Modifiye dünyasının sonlarını zorlayan, araba tutkunlarının gözdesi hâline gelen özel dizaynlar, bazen yasal savaşların da fitilini ateşleyebiliyor.
İranlı Modifiye Ustası Kourosh Mansory ve onun Mansory isimli body kit şirketi, Ferrari ile girdikleri hukuksal gayretle araba dünyasının gündemine oturdu.
Peki, bir modifiye şirketi ile lüks araba devi arasında nasıl bir çatışma yaşandı? Bu davanın perde arkasında neler var?
Kourosh Mansory, araba modifikasyonu dünyasında ismini duyuran bir isim.
İranlı Modifiyeci Kourosh Mansory tarafından 1989’da kurulan, Almanya merkezli lüks modifikasyon firması Mansory, arabalara yaptığı cesur ve göz alıcı tasarımlarla tanınıyor.
Ferrari, Audi, Lamborghini, Bugatti, Rolls-Royce ve Bentley markaların arabalarına özel body kit’ler üreten firma, dizaynlarıyla araba tutkunları arasında büyük ilgi görse de bu dizaynlar kimi markaların hoşuna gitmiyor.
Ferrari, dizaynlarının ve logosunun korunması konusunda epey hassas.
Şirket, Mansory’nin ürettiği body kit’lerin Ferrari’nin yepyeni dizaynlarını bozduğunu ve markanın prestijini zedelediğini iddia ederek dava süreci başlatmıştı. XX Siracusa gövde kiti nedeniyle Mansory’ye dava açtı ve Avrupa Birliği Adalet Divanı’nda telif hakkı ihlali tezleriyle davayı kazandı.
Ferrari, Siracusa’nın kendi kendi FXX-K’sine çok benzediği için bu davayı açmıştı. Üstelik araç, sınırlı sayıda satılmış ve sadece pistlere özel yapılmıştı.
Mahkeme ise “Bir ürünün tam dizaynının, örneğin bir aracın görünümünün kamuya açıklanması, vakitte o ürünün bir modülünün dizaynının, örneğin o aracın gövde yapısının makul elemanlarının görünümünün kamuya açıklanmasını da gerektirir lakin bu son tasarım, o dizaynın sunulduğu anda açıkça tanımlanabilir olmalıdır.” diyerek davada Ferrari’nin haklı olduğunu söyledi lakin Mansory sitesine baktığımızda eseri hâlâ görebiliyoruz yani araç piyasadan çekilmedi.
Bu dava, araba dünyasında büyük yankı uyandırdı.
Bir yanda modifikasyonun yaratıcılık ve özgürlük olduğunu savunanlar, diğer yanda marka bedelinin korunması gerektiğini düşünenler var.
Ferrari’nin bu adımı, diğer lüks araba markalarının da aynı davalar açabileceği yönünde spekülasyonlara neden oldu.

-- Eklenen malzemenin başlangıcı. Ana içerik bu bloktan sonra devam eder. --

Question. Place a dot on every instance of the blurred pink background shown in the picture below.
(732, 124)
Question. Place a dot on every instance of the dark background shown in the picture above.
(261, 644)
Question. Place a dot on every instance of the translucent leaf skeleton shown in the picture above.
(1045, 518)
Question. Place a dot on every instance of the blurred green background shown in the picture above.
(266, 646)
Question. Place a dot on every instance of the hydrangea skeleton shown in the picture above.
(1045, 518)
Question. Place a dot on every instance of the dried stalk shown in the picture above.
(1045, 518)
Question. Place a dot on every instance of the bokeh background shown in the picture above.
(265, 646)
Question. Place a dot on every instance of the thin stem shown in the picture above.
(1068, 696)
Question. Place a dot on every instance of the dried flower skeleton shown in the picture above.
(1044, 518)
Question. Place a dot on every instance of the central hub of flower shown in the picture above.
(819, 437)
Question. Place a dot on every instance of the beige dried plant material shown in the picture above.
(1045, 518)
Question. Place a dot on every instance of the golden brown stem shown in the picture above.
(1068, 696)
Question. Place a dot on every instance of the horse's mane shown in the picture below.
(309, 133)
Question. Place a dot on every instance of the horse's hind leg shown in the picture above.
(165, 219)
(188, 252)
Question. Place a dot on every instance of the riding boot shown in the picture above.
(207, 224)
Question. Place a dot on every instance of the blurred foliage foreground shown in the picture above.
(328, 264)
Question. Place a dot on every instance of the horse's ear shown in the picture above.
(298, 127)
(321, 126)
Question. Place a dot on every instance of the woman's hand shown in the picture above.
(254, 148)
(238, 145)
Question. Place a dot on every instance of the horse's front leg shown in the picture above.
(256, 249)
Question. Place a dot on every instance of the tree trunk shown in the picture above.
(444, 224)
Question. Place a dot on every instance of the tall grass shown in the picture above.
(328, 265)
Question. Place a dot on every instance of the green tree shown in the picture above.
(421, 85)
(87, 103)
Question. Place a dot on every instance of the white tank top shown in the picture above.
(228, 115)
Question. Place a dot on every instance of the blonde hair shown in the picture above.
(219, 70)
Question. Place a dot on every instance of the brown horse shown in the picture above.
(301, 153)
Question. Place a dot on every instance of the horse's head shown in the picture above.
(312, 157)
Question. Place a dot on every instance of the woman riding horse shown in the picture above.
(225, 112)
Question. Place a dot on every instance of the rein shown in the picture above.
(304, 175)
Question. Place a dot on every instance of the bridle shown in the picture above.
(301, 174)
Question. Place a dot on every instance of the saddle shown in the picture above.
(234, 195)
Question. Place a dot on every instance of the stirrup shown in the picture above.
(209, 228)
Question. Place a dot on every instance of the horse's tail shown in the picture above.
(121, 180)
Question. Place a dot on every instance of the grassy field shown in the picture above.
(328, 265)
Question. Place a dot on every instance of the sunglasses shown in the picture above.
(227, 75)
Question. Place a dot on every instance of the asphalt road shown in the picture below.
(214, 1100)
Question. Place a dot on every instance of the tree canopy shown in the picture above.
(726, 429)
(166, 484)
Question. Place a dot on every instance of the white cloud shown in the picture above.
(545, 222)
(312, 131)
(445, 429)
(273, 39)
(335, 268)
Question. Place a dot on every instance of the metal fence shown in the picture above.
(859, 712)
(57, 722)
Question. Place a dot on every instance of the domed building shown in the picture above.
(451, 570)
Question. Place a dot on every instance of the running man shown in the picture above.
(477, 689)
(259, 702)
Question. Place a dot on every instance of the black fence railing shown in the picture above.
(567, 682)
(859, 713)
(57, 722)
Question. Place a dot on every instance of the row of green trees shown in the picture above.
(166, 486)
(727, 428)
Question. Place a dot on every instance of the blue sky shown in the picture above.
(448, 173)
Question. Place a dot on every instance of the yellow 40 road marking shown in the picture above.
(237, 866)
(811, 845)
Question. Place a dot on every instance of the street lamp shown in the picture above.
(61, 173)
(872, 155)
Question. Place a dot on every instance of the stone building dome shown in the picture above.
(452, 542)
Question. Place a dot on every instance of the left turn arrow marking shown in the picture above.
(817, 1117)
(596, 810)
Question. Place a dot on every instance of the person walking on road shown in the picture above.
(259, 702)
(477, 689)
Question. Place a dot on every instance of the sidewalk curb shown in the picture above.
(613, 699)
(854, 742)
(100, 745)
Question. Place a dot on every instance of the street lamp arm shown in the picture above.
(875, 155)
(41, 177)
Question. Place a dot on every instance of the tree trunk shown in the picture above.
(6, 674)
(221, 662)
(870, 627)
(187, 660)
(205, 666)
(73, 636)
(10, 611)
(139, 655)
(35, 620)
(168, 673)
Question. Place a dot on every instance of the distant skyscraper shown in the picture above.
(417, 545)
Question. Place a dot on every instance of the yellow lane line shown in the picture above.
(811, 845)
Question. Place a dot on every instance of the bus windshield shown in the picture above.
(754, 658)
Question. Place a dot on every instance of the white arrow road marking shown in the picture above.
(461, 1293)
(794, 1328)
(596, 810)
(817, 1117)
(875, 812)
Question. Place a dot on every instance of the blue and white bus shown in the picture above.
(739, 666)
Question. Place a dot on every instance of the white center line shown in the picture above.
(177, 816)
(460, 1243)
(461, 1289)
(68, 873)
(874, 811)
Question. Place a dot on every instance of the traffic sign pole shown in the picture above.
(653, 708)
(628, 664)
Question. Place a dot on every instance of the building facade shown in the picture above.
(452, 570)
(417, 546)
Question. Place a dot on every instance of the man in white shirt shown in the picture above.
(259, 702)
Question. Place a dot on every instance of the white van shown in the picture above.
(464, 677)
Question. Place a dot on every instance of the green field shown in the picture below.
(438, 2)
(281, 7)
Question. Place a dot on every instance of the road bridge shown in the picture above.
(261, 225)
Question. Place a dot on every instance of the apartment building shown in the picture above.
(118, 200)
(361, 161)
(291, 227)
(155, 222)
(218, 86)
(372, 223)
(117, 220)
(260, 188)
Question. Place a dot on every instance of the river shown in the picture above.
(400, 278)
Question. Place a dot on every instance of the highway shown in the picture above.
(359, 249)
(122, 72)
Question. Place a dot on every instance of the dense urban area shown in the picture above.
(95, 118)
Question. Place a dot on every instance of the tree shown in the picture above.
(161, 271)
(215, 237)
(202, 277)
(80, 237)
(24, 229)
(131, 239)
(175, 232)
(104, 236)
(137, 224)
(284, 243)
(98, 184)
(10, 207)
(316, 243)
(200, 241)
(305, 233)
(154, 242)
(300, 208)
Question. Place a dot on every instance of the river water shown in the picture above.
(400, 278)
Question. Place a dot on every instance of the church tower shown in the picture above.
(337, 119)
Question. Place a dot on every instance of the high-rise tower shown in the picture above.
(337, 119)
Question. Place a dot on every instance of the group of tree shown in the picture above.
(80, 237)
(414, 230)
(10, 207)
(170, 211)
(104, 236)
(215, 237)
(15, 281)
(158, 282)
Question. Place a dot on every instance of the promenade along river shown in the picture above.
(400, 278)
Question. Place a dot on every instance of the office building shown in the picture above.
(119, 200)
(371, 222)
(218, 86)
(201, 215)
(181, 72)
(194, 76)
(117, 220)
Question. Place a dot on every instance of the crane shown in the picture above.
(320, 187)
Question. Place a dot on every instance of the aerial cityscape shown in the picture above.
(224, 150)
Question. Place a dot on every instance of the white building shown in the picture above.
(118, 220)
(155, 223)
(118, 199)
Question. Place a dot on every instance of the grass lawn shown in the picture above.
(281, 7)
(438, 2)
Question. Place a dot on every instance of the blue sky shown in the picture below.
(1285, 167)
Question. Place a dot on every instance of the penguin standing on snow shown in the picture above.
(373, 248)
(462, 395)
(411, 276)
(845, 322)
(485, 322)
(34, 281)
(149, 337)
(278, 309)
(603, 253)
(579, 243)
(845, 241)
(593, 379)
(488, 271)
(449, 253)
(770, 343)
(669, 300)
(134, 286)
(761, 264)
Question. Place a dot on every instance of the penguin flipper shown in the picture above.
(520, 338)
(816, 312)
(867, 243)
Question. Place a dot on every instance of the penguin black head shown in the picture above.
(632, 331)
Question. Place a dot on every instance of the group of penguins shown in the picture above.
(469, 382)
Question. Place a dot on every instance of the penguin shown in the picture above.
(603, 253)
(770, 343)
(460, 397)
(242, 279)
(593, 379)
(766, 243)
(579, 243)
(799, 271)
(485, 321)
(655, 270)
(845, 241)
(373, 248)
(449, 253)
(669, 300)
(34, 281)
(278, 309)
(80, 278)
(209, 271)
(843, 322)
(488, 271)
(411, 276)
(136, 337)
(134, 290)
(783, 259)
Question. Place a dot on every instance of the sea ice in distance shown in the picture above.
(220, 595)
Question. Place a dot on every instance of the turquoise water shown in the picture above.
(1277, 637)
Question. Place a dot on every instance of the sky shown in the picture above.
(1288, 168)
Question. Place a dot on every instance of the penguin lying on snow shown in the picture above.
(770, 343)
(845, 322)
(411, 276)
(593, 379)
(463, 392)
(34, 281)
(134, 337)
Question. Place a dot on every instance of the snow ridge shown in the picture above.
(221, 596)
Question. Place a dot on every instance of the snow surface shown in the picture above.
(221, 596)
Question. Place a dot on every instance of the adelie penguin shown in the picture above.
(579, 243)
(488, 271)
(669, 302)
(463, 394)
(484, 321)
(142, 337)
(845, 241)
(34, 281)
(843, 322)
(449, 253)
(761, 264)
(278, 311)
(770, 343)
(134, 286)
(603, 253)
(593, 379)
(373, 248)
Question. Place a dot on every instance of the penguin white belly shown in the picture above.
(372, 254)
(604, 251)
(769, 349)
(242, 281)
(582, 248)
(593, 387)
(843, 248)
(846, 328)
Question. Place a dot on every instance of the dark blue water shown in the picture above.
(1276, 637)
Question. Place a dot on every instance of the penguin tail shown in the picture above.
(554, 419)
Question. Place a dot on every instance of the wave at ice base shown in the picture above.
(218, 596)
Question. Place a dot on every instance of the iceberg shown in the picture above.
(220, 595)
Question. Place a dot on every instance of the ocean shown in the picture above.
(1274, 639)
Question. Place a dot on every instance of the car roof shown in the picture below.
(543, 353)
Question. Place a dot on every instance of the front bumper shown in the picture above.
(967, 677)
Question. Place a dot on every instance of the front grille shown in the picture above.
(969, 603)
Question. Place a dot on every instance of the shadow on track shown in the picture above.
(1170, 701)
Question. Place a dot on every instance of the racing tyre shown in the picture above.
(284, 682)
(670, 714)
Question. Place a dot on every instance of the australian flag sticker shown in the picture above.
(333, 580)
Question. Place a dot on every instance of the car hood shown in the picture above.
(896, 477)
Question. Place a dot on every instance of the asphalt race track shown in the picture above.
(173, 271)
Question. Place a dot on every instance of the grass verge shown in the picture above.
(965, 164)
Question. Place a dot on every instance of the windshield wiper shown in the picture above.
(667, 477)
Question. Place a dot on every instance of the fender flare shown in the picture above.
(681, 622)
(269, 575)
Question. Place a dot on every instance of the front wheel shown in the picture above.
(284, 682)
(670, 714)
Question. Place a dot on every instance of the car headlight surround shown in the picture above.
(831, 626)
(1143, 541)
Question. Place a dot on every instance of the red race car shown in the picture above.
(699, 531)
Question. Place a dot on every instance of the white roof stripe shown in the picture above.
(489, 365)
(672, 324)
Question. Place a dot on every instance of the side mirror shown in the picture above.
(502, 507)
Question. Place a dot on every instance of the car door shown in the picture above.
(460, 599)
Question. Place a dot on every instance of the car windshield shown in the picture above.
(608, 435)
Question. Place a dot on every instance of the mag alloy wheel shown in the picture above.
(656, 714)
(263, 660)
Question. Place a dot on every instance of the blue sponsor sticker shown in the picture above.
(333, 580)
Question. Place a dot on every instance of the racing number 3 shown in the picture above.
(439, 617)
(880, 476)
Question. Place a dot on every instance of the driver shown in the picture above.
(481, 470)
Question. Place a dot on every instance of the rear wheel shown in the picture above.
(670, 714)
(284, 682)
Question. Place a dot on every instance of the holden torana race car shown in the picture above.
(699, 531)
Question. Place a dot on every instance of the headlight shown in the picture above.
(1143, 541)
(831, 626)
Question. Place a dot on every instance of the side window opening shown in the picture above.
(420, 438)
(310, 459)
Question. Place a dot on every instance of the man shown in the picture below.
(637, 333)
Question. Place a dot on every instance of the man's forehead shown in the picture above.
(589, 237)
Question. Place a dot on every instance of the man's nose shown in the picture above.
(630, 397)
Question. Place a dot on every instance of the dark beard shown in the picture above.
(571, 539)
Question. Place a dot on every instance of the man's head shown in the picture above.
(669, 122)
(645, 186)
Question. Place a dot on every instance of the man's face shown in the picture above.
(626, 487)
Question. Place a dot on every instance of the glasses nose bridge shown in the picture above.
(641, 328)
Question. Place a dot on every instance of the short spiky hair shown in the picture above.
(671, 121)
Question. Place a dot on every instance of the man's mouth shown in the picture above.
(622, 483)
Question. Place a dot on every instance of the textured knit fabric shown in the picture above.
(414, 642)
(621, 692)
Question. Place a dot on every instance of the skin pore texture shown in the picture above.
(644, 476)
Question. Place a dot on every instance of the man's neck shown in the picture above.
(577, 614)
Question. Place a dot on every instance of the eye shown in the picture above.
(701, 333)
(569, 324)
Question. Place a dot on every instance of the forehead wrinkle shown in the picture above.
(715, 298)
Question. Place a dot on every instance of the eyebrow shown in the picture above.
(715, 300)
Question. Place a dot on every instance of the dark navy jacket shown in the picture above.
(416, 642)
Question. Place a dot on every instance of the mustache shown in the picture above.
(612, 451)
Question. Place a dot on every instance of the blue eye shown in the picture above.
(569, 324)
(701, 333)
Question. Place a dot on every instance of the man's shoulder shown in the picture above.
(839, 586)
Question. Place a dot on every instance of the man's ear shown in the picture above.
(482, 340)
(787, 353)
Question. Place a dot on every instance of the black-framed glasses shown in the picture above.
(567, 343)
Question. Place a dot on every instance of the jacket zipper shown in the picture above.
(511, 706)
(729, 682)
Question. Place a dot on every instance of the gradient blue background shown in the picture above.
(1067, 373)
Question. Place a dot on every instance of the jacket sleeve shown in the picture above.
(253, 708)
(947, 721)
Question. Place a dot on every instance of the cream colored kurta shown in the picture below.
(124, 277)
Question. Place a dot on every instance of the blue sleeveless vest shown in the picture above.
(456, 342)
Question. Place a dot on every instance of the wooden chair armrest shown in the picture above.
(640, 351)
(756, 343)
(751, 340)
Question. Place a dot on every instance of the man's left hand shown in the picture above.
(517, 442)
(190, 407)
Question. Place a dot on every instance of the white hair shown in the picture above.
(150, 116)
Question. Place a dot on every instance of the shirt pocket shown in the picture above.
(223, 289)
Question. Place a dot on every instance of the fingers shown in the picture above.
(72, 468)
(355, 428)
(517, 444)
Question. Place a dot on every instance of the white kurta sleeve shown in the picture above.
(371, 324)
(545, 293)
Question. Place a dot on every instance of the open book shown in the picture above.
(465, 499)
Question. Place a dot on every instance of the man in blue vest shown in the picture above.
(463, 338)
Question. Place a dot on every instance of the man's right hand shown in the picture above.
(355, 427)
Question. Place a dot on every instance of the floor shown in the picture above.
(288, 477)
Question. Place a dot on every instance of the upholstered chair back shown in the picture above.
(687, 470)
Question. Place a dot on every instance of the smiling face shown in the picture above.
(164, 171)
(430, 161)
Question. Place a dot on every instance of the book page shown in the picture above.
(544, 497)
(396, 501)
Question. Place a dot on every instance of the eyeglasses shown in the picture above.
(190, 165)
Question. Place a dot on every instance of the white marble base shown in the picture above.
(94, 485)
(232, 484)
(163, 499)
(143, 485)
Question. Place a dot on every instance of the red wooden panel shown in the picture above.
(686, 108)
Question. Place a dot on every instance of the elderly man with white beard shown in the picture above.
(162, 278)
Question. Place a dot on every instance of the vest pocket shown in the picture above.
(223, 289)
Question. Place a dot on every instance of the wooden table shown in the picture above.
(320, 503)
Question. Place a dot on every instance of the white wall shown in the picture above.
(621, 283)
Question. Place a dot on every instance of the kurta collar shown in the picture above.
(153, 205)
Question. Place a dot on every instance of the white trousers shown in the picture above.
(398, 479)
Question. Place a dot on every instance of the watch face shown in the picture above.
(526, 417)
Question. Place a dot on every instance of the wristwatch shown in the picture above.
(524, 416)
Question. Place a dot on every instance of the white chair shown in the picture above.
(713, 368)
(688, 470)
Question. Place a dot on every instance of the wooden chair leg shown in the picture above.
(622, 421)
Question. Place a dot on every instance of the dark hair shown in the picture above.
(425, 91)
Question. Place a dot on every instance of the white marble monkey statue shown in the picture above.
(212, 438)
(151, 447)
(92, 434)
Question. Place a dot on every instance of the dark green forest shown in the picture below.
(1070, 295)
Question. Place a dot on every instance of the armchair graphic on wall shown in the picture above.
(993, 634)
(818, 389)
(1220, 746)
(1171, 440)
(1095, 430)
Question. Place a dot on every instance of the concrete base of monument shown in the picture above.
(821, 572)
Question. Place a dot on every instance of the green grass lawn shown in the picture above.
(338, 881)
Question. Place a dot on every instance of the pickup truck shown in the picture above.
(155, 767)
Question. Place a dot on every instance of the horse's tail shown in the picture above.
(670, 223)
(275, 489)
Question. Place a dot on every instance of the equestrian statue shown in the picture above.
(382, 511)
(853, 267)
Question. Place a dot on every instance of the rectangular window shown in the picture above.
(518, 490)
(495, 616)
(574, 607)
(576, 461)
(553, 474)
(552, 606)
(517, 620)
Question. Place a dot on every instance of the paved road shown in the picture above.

Öte yandan modifiye tutkunları, Mansory’nin arkasında durarak buna davaların yaratıcılığı engelleyebileceğini savunuyor.
Sonuç olarak Kourosh Mansory ve Ferrari arasındaki bu dava, araba dünyasında marka hakları ile yaratıcılık arasındaki ince çizgiyi sorgulatan bir örnek.
Ancak Mansory’in modifiye dünyasında tek marka olmadığını ve bu rekabetlerin çoğu zaman süreceği de ortada.
Peki sizce, buna davalar yaratıcılığı hudutlar mı yoksa markaların haklarını korumak için gerekli mi? Tartışmaya açık bir konu!